Order of priority in the pledge

Jan. 15, 2018, midnight

Order of priority in the pledge


The Deposit is considered to be one of the most reliable ways to ensure the fulfillment by the debtor of the principal obligation, since it gives the creditor a preferential right, as the mortgagee over other creditors to receive satisfaction at the expense of the collateral. Some individuals believe that the availability of collateral is a 100 percent guarantee of protection of interests of the creditor. However, this statement may not agree, in particular because of the fastening in the civil legislation of the Russian Federation the possibility of repeated registration of pledge of property already in pledge (subsequent pledge).
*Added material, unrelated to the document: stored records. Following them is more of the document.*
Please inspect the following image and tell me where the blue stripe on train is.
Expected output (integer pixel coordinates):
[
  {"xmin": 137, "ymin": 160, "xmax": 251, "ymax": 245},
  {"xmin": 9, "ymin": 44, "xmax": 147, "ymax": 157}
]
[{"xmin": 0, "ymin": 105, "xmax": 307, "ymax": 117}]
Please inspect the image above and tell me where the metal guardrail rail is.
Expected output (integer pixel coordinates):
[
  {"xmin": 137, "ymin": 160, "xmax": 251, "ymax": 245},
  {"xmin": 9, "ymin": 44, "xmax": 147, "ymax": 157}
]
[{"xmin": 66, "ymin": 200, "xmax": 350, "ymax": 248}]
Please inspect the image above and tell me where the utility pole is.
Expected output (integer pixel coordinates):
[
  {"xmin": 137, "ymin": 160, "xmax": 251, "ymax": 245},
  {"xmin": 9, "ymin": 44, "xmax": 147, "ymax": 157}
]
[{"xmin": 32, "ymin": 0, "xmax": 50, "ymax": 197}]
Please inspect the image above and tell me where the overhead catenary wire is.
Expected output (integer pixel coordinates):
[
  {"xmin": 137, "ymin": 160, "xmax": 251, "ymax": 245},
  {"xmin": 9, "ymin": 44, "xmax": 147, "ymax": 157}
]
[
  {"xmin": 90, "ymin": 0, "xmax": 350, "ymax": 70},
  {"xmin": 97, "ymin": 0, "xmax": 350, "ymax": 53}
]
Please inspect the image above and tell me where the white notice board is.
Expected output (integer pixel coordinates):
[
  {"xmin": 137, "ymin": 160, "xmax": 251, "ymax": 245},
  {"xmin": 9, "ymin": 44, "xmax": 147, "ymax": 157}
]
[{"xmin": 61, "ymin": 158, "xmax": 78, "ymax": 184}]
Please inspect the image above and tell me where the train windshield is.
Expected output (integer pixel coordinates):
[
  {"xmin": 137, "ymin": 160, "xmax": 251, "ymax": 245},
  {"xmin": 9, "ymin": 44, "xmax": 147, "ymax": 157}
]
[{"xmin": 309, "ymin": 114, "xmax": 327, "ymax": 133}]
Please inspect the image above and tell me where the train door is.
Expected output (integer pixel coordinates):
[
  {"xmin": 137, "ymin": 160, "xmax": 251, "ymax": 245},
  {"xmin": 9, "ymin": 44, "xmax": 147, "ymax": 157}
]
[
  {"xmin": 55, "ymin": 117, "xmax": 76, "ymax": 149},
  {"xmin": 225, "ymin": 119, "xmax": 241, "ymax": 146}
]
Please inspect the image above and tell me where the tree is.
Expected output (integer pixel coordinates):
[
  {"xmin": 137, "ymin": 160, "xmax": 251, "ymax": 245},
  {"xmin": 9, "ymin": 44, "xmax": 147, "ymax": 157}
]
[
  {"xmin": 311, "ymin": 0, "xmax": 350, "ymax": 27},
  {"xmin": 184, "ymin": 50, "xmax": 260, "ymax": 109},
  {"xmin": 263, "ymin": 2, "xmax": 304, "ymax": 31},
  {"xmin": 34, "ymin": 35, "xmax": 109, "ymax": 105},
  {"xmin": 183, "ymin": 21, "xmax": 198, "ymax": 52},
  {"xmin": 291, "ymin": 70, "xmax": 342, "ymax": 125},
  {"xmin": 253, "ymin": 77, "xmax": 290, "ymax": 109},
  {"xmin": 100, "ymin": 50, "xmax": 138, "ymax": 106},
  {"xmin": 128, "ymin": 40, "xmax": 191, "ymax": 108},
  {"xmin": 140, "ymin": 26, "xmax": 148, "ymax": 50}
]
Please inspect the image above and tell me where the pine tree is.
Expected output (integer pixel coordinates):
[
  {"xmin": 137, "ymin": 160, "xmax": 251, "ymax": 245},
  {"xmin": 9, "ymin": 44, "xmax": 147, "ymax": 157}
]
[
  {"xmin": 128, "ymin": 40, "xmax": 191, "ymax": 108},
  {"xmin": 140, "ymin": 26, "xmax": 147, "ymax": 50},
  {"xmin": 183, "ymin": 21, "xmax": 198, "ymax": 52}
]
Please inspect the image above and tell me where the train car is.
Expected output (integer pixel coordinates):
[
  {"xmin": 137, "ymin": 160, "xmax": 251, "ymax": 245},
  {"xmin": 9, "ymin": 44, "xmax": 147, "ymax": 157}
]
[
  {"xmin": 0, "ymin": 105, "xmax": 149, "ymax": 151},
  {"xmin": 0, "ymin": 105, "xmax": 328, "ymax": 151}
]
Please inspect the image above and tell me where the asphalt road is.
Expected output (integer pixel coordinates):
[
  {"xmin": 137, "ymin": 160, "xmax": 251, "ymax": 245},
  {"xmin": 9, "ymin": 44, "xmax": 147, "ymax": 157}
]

So, the subsequent mortgagee actually bears the risk of failing to meet their requirements at the expense of the collateral, since, in the case of treatment of punishment prior mortgagee, the requirements for more "late" pledge are repaid simultaneously or proportionally with the previous one, and on the "leftovers" after the damages in full prior mortgagee (clause 1 of article 342 of the civil code).

Given that in practice the mechanism of "pledging" is used quite often, try to understand its intricacies, which can affect the sequence of satisfying the claims of mortgagees.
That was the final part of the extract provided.